We invest our presidents with greatly too many expectations. It happened with George Bush and his predecessors, as it is happening with Barack Obama -- the latest secular savior. Few mortals can deliver on more than a small percentage of their promises and hopes.

Yet Bush carried two added burdens: (1) difficulty in articulating his goals and (2) relentless hammering by leftists hostile to his values and his success. Then, perceiving him harmful to the Republican brand, many conservatives abandoned him as well. Still and all, his favorable ratings never descended to the ratings for Congress -- particularly the Congress led by Nancy Pelosi and Harry Reid.

George Bush a perfect president? Hardly. The worst president of the past half-century, as too many with ideological axes to grind would have us believe? Compare, oh, Carter and Clinton. A more prudent categorization: The most consequential president since Reagan.

To those cognoscenti who argue such an appraisal is preposterous, remind them of this: The most recent conventional wisdom -- the consensus of the best minds and analysts -- was (remember?) that because the fundamentals were so sound the stock market could not crash, the economy could not possibly collapse.

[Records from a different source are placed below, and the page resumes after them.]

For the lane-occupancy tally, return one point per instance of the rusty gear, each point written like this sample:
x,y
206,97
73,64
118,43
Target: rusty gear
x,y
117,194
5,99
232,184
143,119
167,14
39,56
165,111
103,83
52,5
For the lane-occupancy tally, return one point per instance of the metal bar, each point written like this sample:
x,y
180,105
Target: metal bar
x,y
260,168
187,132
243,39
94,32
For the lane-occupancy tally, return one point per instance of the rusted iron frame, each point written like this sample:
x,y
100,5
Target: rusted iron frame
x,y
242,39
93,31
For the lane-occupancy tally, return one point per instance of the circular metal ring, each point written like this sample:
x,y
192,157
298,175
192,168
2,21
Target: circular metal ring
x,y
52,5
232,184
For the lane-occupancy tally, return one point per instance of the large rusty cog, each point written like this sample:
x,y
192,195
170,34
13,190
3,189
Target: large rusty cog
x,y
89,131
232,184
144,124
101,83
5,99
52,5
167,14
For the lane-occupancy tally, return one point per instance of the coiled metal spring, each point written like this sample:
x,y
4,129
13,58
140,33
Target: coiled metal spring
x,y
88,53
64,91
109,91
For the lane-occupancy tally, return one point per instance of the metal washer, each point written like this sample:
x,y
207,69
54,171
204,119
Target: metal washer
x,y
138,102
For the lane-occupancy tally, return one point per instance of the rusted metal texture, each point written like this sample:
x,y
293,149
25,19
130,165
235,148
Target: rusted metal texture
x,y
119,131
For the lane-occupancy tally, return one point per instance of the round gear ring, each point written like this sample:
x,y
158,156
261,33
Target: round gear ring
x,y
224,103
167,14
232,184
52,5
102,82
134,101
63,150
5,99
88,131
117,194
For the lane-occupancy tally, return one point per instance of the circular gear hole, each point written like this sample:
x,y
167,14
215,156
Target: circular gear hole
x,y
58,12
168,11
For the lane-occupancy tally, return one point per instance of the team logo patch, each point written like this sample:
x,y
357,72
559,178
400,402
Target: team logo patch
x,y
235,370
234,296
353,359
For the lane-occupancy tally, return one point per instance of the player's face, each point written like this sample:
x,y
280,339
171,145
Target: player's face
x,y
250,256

Former Wyoming Sen. Alan Simpson -- a man of laconic, perceptive humor -- noted that "those who travel the high road of humility in Washington are not bothered by heavy traffic." George Bush concludes his presidency with abundant accomplishments, not least a safer nation -- and still, despite a tsunami of hateful coverage, commendably humble. When the tumult and the shouting die, an appreciative people would escort him down to robust and lingering applause.